Listening for the Alien Heartbeat

The town square of Paide (pronounced  bp-aii-de) has a church on one side, a town hall on the other and a small park in the middle. People are out for spring; there is a fire truck, local boys eyeing local girls and little kids in funny costumes.

But the only restaurant is closed, so I keep walking. Moss grows on the roofs of wood houses:

Estonia, Paide: Moss Growing on Roof of Wood House

There is the smell of pine trees and wood-smoke. This is roughly the centre of Estonia.  Life is old but cosy:

Estonia, Paide: Cosy Old Wood House

Today I want to reach Turi (dt-oo-ri), 13km. I pass the cemetery of Reopalu, sitting quietly amid tall trees. Its stone walls are covered in moss.  There is a small stone chapel with a bell. The first grave here is dated 1774:

Estonia, Paide - Reopalu Cemetery

An old woman in a big coat walks amid her memories.  My heart walks with her a moment.  A worker trims bushes. Pink, red, purple, blue flowers grow on many plots:

Estonia, Paide - Reopalu Cemetery - flowers, fence

I walk under a blue sky, in a carpet of blue flowers. I try not to walk on them, but it is spring and they gather about my feet:

Estonia, Paide - Reopalu Cemetery - carpet of blue flowers

Estonia, Road to Turi - Stork NestingI pass signs telling me that there will be Mooses Crossing Next 5 km. I hope these half-tonne hormone-barrels don’t find me attractive. An idiot in a bright blue jacket passes me on a bicycle. I relax. He looks much more like the kind of guy a spring-struck moose might eye.

The walk here is long and flat. Husband Storks stuck in their domestic eyries look down on me, no doubt thinking: “Now there’s a good idea.”

Finally a small river, marking just 5km left today.

I arrive in Turi late afternoon and head to the place I am staying, sitting beside the river. The landlady eyes me, and asks for the money upfront.

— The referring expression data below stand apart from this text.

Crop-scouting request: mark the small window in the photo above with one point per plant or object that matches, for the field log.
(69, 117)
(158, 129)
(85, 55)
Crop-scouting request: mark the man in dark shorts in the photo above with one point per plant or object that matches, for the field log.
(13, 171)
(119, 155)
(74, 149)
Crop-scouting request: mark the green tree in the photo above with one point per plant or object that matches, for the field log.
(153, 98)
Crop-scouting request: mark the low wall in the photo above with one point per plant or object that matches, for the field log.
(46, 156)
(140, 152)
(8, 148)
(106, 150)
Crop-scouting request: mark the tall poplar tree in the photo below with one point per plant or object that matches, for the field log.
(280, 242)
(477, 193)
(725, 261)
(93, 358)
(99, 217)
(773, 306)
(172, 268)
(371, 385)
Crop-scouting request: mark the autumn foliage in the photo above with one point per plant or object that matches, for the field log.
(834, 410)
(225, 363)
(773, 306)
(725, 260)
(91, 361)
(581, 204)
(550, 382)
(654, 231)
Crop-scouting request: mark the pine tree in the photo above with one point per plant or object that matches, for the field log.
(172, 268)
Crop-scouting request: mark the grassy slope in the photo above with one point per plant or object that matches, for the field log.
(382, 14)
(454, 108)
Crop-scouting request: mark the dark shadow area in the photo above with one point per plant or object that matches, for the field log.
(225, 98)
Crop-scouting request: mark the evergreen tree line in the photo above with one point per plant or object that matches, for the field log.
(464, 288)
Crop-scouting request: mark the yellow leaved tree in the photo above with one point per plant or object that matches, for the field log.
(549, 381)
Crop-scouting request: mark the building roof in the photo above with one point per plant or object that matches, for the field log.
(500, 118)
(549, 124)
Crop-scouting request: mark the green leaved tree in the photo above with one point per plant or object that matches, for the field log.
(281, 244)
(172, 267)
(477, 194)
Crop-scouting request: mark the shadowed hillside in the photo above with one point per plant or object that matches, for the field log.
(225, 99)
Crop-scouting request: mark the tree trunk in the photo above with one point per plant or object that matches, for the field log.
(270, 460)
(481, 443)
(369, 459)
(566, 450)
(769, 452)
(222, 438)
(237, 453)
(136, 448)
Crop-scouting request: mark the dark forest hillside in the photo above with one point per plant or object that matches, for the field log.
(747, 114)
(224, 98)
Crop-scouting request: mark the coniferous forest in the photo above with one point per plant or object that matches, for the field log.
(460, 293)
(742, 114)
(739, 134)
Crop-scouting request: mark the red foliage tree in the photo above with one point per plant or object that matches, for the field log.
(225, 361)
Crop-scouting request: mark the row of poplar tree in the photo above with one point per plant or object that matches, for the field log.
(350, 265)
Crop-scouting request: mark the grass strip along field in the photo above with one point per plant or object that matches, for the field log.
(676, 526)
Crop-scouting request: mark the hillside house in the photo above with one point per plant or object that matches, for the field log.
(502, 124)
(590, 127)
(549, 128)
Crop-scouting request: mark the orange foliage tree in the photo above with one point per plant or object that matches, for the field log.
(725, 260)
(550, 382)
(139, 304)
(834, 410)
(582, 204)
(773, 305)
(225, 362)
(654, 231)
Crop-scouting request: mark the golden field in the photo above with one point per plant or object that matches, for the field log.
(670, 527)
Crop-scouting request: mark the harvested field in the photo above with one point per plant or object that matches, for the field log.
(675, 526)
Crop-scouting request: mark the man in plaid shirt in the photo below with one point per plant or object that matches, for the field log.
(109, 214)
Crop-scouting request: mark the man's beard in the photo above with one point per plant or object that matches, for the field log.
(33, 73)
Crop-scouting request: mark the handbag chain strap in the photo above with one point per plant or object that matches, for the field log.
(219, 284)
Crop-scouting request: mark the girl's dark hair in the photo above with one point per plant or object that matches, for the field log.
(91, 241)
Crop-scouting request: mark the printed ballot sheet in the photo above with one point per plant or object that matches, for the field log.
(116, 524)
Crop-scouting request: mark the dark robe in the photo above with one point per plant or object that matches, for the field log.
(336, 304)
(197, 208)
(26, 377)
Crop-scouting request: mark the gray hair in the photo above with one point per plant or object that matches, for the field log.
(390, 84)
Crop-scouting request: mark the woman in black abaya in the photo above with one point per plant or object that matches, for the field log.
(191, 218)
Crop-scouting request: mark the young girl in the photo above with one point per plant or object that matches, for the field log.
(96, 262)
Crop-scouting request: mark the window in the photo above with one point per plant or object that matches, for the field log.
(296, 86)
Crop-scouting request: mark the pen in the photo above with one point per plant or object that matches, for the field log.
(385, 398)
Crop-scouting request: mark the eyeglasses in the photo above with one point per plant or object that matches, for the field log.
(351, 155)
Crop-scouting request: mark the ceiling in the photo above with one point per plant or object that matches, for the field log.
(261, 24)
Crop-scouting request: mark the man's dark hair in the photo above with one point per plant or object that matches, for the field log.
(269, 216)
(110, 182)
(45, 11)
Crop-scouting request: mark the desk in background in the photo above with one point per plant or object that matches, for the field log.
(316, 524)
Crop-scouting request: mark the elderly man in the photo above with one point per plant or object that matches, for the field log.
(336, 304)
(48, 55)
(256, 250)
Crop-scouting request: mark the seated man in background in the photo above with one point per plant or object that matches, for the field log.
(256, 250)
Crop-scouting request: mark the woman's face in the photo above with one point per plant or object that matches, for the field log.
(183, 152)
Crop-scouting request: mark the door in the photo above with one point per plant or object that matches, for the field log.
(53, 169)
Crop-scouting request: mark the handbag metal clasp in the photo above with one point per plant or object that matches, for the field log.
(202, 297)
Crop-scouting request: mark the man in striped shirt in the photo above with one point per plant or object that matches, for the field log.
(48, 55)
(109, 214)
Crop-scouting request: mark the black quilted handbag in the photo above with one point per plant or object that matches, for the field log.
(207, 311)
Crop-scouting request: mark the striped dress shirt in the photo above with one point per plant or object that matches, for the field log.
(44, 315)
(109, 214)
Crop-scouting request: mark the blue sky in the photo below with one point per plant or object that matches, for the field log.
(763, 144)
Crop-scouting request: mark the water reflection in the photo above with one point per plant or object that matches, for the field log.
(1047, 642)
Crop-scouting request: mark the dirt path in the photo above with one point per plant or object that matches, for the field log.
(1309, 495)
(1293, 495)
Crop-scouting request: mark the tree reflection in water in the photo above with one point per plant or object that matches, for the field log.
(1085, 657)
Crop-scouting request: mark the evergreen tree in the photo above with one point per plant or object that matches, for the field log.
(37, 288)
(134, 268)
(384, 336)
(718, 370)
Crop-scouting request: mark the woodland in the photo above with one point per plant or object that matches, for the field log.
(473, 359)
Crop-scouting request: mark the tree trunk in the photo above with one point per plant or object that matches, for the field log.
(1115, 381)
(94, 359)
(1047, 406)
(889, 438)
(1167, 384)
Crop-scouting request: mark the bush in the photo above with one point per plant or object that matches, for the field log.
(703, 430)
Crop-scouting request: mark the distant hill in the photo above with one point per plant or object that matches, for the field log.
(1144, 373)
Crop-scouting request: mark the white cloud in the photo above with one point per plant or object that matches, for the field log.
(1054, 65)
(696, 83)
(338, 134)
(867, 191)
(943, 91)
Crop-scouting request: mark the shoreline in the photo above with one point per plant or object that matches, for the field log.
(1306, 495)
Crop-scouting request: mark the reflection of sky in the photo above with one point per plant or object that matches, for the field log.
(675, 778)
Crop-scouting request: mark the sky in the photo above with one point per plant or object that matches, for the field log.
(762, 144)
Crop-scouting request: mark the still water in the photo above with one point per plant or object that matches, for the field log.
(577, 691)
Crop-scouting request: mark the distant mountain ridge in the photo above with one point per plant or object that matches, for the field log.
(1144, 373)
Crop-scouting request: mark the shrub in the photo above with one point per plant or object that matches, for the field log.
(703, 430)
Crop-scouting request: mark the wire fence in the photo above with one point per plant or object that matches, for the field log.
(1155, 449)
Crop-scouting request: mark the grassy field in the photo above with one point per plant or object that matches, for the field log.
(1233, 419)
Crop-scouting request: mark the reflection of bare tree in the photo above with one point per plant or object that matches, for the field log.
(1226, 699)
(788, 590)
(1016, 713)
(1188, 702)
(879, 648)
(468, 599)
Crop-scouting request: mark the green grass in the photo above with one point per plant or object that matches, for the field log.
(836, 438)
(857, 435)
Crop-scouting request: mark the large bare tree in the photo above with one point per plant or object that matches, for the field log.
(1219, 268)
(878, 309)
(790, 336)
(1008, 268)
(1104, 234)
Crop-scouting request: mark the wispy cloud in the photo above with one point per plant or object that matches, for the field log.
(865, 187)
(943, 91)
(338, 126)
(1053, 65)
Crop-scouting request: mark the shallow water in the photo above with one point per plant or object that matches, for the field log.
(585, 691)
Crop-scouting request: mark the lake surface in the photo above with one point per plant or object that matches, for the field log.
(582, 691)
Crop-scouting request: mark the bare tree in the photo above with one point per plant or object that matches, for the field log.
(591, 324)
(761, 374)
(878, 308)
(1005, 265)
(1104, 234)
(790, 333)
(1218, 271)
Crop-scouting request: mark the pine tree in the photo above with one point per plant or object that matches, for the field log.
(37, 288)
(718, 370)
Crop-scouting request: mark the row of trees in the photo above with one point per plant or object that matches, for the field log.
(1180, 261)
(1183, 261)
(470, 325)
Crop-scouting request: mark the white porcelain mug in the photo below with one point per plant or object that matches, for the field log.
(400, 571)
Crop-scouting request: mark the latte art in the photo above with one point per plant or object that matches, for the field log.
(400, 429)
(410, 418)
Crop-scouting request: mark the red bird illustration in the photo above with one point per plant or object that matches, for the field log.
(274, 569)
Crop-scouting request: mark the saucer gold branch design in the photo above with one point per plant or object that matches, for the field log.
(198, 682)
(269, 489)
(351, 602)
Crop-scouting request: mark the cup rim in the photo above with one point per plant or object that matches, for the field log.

She tells me she will make me an English Breakfast.  I request:

“But no bacon or sausage.”

She gives me one those looks:

“So what’s left?”

Later we chat and she becomes friendly. She tells me the reason she asked for the money upfront is:

“You look like a man with no money”.

Have I really so cast off my earthly shackles?

(events 1 May 2013)

25 Responses to “Looking Penniless”

  1. Anonymous

    Just lovely. I particularly love this turn of words, “An old woman in a big coat walks amid her memories. My heart walks with her a moment.” I was right there with you as I read that.

  2. Jessica

    Stunning. I love your descriptions. They bring the photos to life. I also liked, “An old woman in a big coat walks amid her memories. My heart walks with her a moment.” All of it, just wonderful. What beautiful memories…

  3. madalina.d

    You have a special way to tell a story about each picture you take ,about the villages you visit and the people you’ve meet during your travels.
    I would have liked to see in these photos the ,,old woman in a big coat”.

    • alienheartbeat

      Not sure why I didn’t take her picture. I guess I am not really a photographer: a real photographer would reach for their camera first, but I often only think of it later after I have understood what I just saw. And by then it is often too late. In this case I think I just didn’t want to intrude on a private moment.